Lake County’s Planning, Building, Zoning and Environment Committee heard an overview of a new energy program framework on July 30 from Carl Fuchs, the county’s new energy program manager, and Carl Carr, director of facilities and construction services, describing steps the county will take to reduce emissions from county facilities and meet board-adopted targets.
Fuchs said the framework is designed to make Lake County’s 2020 resolution goals actionable: reduce greenhouse gas emissions 50% by 2030 and pursue 100% renewable energy and more than 90% emissions reduction by 2040. He described an approach that prioritizes energy-efficiency improvements, electrification and renewable procurement, energy-data management, resilience, strategic funding and leadership collaboration.
The program sets measurable interim goals and milestones: a countywide target to reduce total energy use 30% by 2040 and lower energy-use intensity (EUI) 20% by 2040; facility-level decarbonization plans for all major buildings and a countywide investment plan by 2027. Fuchs explained the program’s seven-step cycle — data foundation, benchmarking and audits, goal-setting, strategic planning, execution and tracking, evaluation and improvement, and recognition — and said staff is currently focused on data collection, filling gaps, establishing baselines and building reporting methods.
The presentation included an inventory showing buildings and facilities account for the largest share of Lake County’s operational emissions, and staff said better, timelier utility data (enabled by partnerships and by the county’s ERP work) will be central to measuring progress.
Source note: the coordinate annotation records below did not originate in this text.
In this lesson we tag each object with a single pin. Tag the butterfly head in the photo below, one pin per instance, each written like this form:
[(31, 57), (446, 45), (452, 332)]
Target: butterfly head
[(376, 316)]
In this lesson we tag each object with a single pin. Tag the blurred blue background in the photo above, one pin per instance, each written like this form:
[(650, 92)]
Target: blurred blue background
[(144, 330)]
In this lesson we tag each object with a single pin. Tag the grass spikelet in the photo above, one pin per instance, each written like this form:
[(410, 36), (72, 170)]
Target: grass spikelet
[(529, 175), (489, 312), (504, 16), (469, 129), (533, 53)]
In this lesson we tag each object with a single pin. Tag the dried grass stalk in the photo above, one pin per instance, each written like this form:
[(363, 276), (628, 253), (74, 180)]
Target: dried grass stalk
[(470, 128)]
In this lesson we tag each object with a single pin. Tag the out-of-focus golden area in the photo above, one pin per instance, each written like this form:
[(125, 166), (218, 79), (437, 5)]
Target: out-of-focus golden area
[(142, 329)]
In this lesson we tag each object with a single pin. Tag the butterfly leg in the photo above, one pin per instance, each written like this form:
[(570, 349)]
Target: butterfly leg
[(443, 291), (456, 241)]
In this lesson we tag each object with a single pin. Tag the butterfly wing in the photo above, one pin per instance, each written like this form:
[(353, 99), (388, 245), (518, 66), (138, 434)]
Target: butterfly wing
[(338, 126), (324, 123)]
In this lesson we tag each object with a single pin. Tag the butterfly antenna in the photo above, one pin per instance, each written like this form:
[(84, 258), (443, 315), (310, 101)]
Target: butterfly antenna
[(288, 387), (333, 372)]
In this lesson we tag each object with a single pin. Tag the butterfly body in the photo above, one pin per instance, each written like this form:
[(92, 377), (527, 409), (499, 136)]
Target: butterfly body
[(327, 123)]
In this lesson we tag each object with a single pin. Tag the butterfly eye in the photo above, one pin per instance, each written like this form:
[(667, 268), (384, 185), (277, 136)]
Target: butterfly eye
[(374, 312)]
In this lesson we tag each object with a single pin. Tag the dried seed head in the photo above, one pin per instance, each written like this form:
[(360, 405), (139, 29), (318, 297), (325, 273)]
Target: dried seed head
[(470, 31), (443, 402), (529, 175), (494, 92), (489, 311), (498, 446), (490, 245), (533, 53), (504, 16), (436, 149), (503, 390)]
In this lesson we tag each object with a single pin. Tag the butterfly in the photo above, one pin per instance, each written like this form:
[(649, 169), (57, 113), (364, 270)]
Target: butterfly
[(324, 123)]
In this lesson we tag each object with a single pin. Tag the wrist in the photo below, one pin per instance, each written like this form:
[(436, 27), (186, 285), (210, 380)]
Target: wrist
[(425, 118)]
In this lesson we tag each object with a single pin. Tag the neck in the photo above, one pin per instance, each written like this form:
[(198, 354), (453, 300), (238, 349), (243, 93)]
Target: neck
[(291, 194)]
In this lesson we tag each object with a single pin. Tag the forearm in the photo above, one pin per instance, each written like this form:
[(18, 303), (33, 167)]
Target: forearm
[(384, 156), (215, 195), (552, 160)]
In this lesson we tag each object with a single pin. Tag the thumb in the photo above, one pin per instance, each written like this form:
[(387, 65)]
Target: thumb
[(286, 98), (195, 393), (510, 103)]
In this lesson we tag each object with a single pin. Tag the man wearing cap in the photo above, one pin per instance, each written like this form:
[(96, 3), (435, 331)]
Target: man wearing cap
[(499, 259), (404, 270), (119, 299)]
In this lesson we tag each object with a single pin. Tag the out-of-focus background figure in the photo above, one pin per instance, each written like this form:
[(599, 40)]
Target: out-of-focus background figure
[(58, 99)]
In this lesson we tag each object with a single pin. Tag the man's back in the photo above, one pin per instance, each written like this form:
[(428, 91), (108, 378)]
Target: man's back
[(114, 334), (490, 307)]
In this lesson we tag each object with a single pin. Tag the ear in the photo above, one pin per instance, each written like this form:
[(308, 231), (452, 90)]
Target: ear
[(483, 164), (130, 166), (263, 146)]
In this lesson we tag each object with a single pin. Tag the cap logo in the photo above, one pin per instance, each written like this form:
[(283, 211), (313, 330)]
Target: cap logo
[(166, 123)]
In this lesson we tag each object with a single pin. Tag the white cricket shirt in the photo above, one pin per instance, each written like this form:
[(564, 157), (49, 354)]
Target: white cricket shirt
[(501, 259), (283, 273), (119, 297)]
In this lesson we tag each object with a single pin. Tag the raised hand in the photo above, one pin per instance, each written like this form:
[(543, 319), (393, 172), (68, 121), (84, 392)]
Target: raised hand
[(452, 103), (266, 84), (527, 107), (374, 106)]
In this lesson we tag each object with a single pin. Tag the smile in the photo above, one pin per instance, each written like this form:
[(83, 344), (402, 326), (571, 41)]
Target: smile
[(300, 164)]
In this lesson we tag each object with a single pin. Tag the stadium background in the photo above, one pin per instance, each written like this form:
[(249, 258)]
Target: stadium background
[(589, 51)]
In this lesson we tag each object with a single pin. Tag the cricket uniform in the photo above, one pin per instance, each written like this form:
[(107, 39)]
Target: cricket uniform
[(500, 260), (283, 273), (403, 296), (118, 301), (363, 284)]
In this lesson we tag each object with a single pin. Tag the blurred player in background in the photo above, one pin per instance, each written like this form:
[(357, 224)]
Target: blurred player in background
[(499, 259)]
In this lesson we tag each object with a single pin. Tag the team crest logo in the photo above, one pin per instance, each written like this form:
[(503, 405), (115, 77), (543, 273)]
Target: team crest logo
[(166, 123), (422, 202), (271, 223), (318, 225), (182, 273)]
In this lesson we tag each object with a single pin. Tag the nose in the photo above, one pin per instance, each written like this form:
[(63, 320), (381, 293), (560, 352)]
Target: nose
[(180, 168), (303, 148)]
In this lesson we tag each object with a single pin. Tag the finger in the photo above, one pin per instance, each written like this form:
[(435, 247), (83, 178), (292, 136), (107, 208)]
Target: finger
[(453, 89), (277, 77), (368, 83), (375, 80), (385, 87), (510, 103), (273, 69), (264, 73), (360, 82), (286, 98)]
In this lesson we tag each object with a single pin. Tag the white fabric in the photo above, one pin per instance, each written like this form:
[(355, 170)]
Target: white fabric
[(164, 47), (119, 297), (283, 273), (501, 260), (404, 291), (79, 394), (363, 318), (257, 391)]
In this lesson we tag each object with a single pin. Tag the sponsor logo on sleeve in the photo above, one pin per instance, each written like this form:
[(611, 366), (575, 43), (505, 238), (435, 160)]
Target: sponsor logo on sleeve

Fuchs and Carr described near-term work: benchmarking and audits, property assessments to identify equipment at end-of-life and candidates for upgrades, water-system reviews to spot energy-embedded water waste, and development of an implementation and investment plan that would align energy projects with capital-improvement cycles and outside funding opportunities.
Committee members welcomed the plan and asked about partnerships and funding. Member Wassick asked about ComEd programs and grants; Fuchs said partnerships such as ComEd support will be considered at multiple steps and that staff is already working with ComEd to obtain more current electricity-use data. Member Peterson and others raised budget and schedule implications, asking whether projects using the framework could slow delivery of planned capital work; staff acknowledged that higher-cost projects could affect the number and timing of projects completed in a given year and said the investment plan will align projects with budget cycles and seek outside funding where feasible.
Fuchs said the next steps are completing data collection and benchmarking, revising baselines, and returning to the committee with progress updates in the coming months. He asked for committee support to turn the strategic framework into specific projects and funding commitments. No formal vote was taken; presenters said they will bring back implementation details and investment analyses for committee and board consideration.
The presentation emphasized a data-driven, repeatable approach to lower county facility emissions over time while seeking to leverage external grants and partnerships to reduce net cost to taxpayers. Committee members expressed general support and asked staff to return with more detailed project-level and budgetary analysis.